Exhibit 5.1
May 10, 2021
Veoneer, Inc.
Klarabergsviadukten 70, Section C6
Box 13089, SE-103 02
Stockholm, Sweden
Ladies and Gentlemen:
Re: | Registration Statement on Form S-8 – Veoneer, Inc. 2021 Stock Incentive Plan |
We have acted as counsel to Veoneer, Inc., a Delaware corporation (the “Company”), in connection with the above-referenced Registration Statement on Form S-8 (the “Registration Statement”) to be filed on the date hereof by the Company with the Securities and Exchange Commission (the “Commission”) to register under the Securities Act of 1933, as amended (the “Securities Act”), 14,543,491 shares of the Company’s common stock, $1.00 par value per share (the “Shares”), which may be issued by the Company upon the grant, exercise or settlement of awards pursuant to the Veoneer, Inc. 2021 Stock Incentive Plan (the “Plan”). We are furnishing this opinion letter pursuant to Item 8 of Form S-8 and Item 601(b)(5) of Regulation S-K under the Securities Act.

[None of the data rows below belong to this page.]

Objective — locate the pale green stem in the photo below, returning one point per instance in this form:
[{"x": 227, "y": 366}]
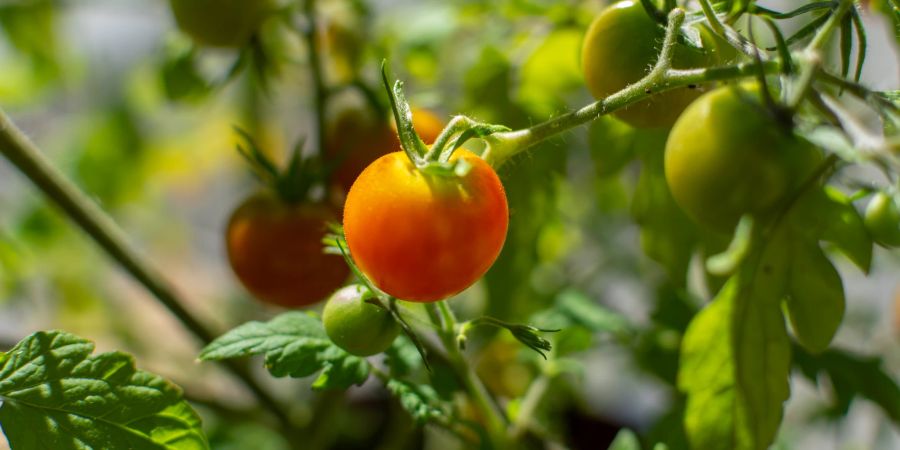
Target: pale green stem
[
  {"x": 502, "y": 146},
  {"x": 19, "y": 150},
  {"x": 496, "y": 420}
]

In connection with our opinion below, we have examined the Amended and Restated Certificate of Incorporation of the Company, the Amended and Restated Bylaws of the Company, records of proceedings of the Board of Directors and the stockholders of the Company deemed by us to be relevant to this opinion letter, the Plan and the Registration Statement. We also have made such further legal and factual examinations and investigations as we deemed necessary for purposes of expressing the opinion set forth herein. In our examination, we have assumed the genuineness of all signatures, the legal capacity of all natural persons, the authenticity of all documents submitted to us as original documents and the conformity to original documents of all documents submitted to us as certified, conformed, facsimile, electronic or photostatic copies.
As to certain factual matters relevant to this opinion letter, we have relied conclusively upon originals or copies, certified or otherwise identified to our satisfaction, of such other records, agreements, documents and instruments, including certificates or comparable documents of officers of the Company and of public officials, as we have deemed appropriate as a basis for the opinion hereinafter set forth. Except to the extent expressly set forth herein, we have made no independent investigations with regard to matters of fact, and, accordingly, we do not express any opinion as to matters that might have been disclosed by independent verification.
Our opinion set forth below is limited to the General Corporation Law of the State of Delaware, applicable provisions of the Constitution of the State of Delaware and reported judicial decisions interpreting such General Corporation Law and Constitution that, in our professional judgment, are normally applicable to transactions of the type contemplated by the Plan, and we do not express any opinion herein concerning any other laws.